The air cooled his heated skin, and his mind blanked, at least for a little while. He thought of nothing. He walked with purpose, as if he were going somewhere, yet in reality he had no destination.
Renovating the manor to sell it? You’re just running away again.
His brother Jack’s scathing condemnation echoed emptily within him. Jack was still angry with him for leaving in the first place; Jacob had expected that. Understood that. He’d already seen the flickers of disappointment and pain in all of his siblings’ eyes during their various reunions, even though they’d forgiven him. He’d reconciled with everyone except Jack, and while he’d steeled himself to accept the pain he’d caused, he hadn’t realised how much it would hurt.
How the regret and guilt he’d pushed far, far down would rise up and threaten to consume him, so he couldn’t think of anything else, feel anything else. He’d abandoned his brothers and sister, and even though he’d accepted the fact and even the need of it long ago, the reality of the hurt and confusion in their faces near crippled him again with the old guilt.
Where was his precious control now?
Jacob stopped, for something danced in the corner of his vision. His senses prickled to awareness, and he turned his head.
Light.
Light was flickering through the trees, dancing amidst the shadows. Had teenagers broken in again and started something in the woods? Fires, Jacob knew from his long experience on building sites, could easily get out of control.
He strode through the copse of birches that divided the once-ordered, once-organised garden from a separate untamed wilderness. Determination drove him; he had a purpose now.
He stopped short when he emerged through the trees into another, smaller garden, a place he’d never been before. In the centre of the garden a little stone cottage was huddled like something out of a fairy tale, complete with a miniature turret. And the fire was coming from inside, illuminating the windowpanes with its flickering light.
Jacob had never even known about the existence of this cottage, but he sure as hell knew it was on his property. And so was the trespasser inside it. The dream he’d just escaped still flickered at the edges of his mind and fuelled the anger that made him march towards the cottage.
He stopped in front of a stable door whose top half was made of pretty mullioned glass, and in one brutal, effective movement, kicked it open.
He heard the scream first, one short, controlled shriek before it stopped, and in the gloom of the cottage’s small front room he blinked, his vision focusing slowly. A woman stood by the fireplace hearth, half bent over as she tended to its flickering flames. The light from the fire danced over her hair, turning it the same colour as the flames.

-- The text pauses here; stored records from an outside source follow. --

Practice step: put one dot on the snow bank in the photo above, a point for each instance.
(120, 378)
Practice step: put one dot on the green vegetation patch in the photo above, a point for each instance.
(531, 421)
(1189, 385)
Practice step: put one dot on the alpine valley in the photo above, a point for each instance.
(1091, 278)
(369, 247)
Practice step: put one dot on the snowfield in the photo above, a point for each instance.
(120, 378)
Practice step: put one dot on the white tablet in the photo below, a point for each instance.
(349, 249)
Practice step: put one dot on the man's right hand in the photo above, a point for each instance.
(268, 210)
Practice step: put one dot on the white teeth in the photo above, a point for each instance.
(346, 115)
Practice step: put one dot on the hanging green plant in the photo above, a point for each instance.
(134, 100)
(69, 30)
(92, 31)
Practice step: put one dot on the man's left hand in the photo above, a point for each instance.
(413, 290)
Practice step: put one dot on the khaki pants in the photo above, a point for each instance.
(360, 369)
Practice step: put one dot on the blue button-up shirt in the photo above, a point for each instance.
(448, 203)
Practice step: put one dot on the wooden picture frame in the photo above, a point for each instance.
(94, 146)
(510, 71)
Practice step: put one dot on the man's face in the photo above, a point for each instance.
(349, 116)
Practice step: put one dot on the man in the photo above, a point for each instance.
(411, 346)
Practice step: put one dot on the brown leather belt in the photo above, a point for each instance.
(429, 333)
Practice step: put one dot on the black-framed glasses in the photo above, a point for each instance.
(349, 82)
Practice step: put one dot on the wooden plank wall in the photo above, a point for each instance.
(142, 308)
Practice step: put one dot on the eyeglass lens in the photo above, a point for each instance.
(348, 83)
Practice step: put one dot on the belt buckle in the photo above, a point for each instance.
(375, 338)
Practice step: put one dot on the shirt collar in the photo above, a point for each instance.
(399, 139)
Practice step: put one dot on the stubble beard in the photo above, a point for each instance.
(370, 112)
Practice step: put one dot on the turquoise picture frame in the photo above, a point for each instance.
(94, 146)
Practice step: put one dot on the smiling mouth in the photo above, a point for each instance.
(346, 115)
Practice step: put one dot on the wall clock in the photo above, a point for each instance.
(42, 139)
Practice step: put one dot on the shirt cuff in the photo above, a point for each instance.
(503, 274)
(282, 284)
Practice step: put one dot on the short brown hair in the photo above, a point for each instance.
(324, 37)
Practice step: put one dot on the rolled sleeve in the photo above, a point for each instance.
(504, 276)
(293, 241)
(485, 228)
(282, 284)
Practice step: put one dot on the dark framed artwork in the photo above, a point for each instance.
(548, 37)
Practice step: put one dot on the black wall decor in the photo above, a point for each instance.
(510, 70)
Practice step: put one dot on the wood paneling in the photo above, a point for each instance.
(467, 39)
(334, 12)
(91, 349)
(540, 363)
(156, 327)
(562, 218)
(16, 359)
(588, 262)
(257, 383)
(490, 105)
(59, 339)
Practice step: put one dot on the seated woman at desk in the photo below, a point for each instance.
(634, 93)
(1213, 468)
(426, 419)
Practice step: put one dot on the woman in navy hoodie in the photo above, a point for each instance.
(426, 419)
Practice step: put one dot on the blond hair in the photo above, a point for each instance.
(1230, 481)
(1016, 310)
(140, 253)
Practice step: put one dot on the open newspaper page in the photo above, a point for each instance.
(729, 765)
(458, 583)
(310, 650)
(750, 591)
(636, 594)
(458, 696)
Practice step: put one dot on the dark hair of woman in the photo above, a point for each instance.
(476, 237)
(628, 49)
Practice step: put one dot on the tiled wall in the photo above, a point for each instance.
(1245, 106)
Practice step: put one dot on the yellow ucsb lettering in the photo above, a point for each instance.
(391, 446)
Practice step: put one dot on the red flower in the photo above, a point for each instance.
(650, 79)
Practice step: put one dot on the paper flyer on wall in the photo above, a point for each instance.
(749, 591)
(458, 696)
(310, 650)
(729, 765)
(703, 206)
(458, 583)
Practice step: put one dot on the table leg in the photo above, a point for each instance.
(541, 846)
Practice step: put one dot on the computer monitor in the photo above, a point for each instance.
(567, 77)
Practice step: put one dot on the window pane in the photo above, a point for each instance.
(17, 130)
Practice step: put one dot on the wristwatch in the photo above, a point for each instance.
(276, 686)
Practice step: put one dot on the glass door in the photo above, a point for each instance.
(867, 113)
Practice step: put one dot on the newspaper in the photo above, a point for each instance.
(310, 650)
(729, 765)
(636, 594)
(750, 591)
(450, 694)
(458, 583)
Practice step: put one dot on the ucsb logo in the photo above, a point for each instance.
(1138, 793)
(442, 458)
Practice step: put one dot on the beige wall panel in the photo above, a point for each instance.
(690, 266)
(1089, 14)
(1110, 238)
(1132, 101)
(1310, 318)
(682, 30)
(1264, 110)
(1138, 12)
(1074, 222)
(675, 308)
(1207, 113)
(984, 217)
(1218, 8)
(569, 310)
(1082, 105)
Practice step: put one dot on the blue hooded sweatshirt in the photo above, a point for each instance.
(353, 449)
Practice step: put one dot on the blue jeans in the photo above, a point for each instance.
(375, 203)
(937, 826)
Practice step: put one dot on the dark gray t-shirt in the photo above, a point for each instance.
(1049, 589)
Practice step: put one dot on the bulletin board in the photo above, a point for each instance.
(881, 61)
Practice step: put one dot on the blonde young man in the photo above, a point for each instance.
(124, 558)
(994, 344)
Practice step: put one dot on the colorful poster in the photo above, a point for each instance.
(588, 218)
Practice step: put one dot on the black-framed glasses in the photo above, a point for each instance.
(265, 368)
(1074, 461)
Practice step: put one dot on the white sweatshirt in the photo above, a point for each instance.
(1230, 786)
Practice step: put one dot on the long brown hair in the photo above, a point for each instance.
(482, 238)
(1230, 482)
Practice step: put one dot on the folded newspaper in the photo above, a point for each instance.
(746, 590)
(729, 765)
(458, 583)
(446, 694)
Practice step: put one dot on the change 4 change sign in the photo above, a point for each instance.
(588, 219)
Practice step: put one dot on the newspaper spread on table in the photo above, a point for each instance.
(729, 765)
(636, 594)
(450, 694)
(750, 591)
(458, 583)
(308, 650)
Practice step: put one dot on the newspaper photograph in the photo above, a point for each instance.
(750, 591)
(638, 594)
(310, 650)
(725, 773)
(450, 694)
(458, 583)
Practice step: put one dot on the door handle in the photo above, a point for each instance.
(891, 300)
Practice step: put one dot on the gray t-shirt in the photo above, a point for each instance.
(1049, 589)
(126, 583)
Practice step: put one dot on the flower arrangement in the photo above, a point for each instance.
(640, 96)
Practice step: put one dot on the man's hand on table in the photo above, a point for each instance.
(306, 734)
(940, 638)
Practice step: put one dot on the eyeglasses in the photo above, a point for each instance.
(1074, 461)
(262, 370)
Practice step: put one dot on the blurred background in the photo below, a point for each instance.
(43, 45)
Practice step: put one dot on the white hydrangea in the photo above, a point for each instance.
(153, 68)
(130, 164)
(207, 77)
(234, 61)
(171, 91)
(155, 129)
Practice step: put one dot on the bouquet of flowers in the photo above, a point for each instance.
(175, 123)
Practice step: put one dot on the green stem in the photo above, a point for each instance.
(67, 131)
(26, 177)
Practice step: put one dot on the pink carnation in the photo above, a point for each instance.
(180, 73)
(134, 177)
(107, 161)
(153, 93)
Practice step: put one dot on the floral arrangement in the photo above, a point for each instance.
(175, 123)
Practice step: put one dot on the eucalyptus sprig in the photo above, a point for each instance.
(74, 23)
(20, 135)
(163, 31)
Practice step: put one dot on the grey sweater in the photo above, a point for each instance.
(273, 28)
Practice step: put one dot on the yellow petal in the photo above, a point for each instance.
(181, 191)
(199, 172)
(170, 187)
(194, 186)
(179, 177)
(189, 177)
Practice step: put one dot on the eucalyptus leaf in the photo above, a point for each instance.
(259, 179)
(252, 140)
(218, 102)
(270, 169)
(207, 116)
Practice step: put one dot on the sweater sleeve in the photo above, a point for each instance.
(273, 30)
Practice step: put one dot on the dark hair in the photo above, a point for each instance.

She straightened now, a log still held in her hands. A weapon.
Of course, as a weapon it posed no threat. With nearly twenty years’ training in the martial arts, Jacob knew he could disarm the trespasser in a matter of seconds. But he wouldn’t hurt her. He wouldn’t hurt anyone ever again.
His gaze flicked over her appearance; she was not what he’d expected. Auburn curls cascaded down her back in an untamed riot, and her skin was as pale as milk. She wore some stylish, trendy outfit, utterly unsuitable for a life in the country.
What was she doing here?
And then her eyes, already dilated with shock, widened even further and the log dropped from her hands.
‘Jacob?’
Mollie hadn’t recognised Jacob Wolfe when he’d burst through her front door like a madman from a horror film. She’d only screamed once, the sound abruptly cut off as truth dawned, and with it shock. Jacob Wolfe—the lord of Wolfe Manor—had returned. He was older, of course, and bigger, his body sinewy and yet with the muscles of a man. Even in her shocked state Mollie took in the way the faded grey T-shirt and old jeans clung to his powerful frame. His hair was dark and rumpled and just a little long, his eyes dark too, black and cold. He held a torch in his hand, and its beam was pointed directly at her.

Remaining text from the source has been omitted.